Spiral

spiraldb.com

257 points by jorangreef 2 days ago


mellosouls - 2 days ago

This is a pretty website but doesn't actually give us anything to actually look at, its just blurb.

For anybody confused, the "Vortex" stuff is the underlying data format used but isn't the database/whatever this website (by the creators of Vortex) is pushing.

pauldix - 2 days ago

I've been following this team's work for a while and what they're doing is super interesting. The file format they created and put into the LF, Vortex, is very welcome innovation in the space: https://github.com/vortex-data/vortex

I'm excited to start doing some experimentation with Vortex to see how it can improve our products.

Great stuff, congrats to Will and team!

spankalee - 2 days ago

I'm curious... I'm not a database or AI engineer. The last time I did GPU work was over a decade ago. What is the point of the "saturate an H100" metric?

I would think that a GPU isn't just sitting there waiting on a process that's in turn waiting for one query to finish to start the next query, but that a bunch of parallel queries and scans would be running, fed from many DB and object store servers, keeping the GPUs as utilized as possible. Given how expensive GPUs are, it would seem like a good trade to buy more servers to keep them fed, even if you do want to make the servers and DB/object store reads faster.

paxys - 2 days ago

Wasn't "3.0" supposed to be crypto? Is it AI now? It's had to keep track.

vouwfietsman - 2 days ago

Although I welcome a parquet successor, I am not particularly interested in a more complicated format. Random access time improvements are nice, but really what I would like just storing multiple tables in a single parquet file.

When I read "possible extension through embedded wasm encoders" I can already imagine the c++ linker hell required to get this thing included in my project.

I also don't think a lot of people need "ai scale".

cryptonector - 2 days ago

I can't tell what this is about.

donperignon - 2 days ago

“ We work in person at our offices in London and New York. Face to face is better: if uncertain, the answer is “yes, get on the plane”. On Wednesdays, we wear pink.”

No comments.

djfobbz - 2 days ago

So this Vortex engine is a combination of OLTP and OLAP on steroids?

dwroberts - a day ago

> Remember that uncanny valley between 1KB and 25MB? The problem isn't the sizes—it's that Second Age systems force you to choose between two bad options: inline the data (killing performance) or store pointers (breaking governance). Spiral eliminates this false choice. We store 10KB embeddings directly in Vortex for microsecond access, intelligently batch 10MB blocks of images for optimal S3 throughput, and externalize 4GB videos without copying a single byte. One system, no compromises.

No compromises but isn’t ‘externalising’ a large video the equivalent of storing a pointer in the first example? Can’t really see any other way to understand what that means (it goes to an external system and you store where it is)

reactordev - 2 days ago

Anyone that can improve upon the parquet hell that is my life is gladly welcomed...

rubenvanwyk - 2 days ago

Interesting that Joran from Tigerbeetle posted this?

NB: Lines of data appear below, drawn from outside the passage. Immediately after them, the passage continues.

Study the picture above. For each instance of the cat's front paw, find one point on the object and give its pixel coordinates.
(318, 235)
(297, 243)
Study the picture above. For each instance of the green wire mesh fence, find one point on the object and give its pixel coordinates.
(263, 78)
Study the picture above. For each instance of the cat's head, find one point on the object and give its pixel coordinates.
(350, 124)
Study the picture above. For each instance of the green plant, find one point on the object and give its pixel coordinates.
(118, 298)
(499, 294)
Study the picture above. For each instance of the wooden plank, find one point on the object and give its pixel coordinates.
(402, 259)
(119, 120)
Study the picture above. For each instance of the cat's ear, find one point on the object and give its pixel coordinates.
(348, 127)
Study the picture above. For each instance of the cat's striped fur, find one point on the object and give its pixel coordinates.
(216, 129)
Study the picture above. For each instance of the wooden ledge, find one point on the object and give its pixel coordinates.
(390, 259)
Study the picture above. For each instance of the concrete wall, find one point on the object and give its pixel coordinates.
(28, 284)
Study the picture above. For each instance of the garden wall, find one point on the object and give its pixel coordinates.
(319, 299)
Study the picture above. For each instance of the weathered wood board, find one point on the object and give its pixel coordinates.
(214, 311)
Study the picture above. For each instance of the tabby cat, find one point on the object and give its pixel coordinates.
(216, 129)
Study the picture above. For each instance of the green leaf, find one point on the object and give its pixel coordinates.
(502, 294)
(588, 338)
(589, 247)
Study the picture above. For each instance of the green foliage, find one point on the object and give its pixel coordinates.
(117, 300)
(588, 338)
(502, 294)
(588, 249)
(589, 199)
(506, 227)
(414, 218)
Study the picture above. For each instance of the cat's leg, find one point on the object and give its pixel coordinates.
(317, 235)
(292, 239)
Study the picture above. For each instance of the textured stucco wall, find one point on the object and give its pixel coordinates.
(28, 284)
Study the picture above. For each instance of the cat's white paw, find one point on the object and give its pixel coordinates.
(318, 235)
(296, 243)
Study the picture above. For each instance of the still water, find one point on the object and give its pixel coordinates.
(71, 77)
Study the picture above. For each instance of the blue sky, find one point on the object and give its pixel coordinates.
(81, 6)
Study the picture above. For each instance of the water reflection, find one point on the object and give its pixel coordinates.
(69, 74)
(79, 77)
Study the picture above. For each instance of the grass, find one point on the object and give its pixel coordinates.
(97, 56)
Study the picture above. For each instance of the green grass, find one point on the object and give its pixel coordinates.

So must be legit.

derekhecksher - 2 days ago

The AnyBlox paper from the folks at TUM, and linked to in the post, is a bit more interesting, imo, since it looks to solve the data systems x storage format problem in composable data architectures - https://gienieczko.com/anyblox-paper

- 2 days ago
[deleted]
all2 - 2 days ago

Spelling error "sttill"

> P.S. If you're sttill managing data in spreadsheets, this post isn't for you. Yet.

---

Since I discovered the ECS pattern, I've been curious about backing it with a database. One of the big issues seems to be IO on the database side. I wonder if Spiral might solve this issue.

4ndrewl - 2 days ago

The three eras of database systems starts with a client-server Postgres, but missed the daddy of the generation before that - xBase (ie dBase, FoxPro etc).

redwood - 2 days ago

So it's for low change rate data that needs to be bulk processed during ML model training. Cool. But hardly the same thing as what you need for powering live AI applications... which is what I assumed this was upon reading the intro and the mention of Postgres..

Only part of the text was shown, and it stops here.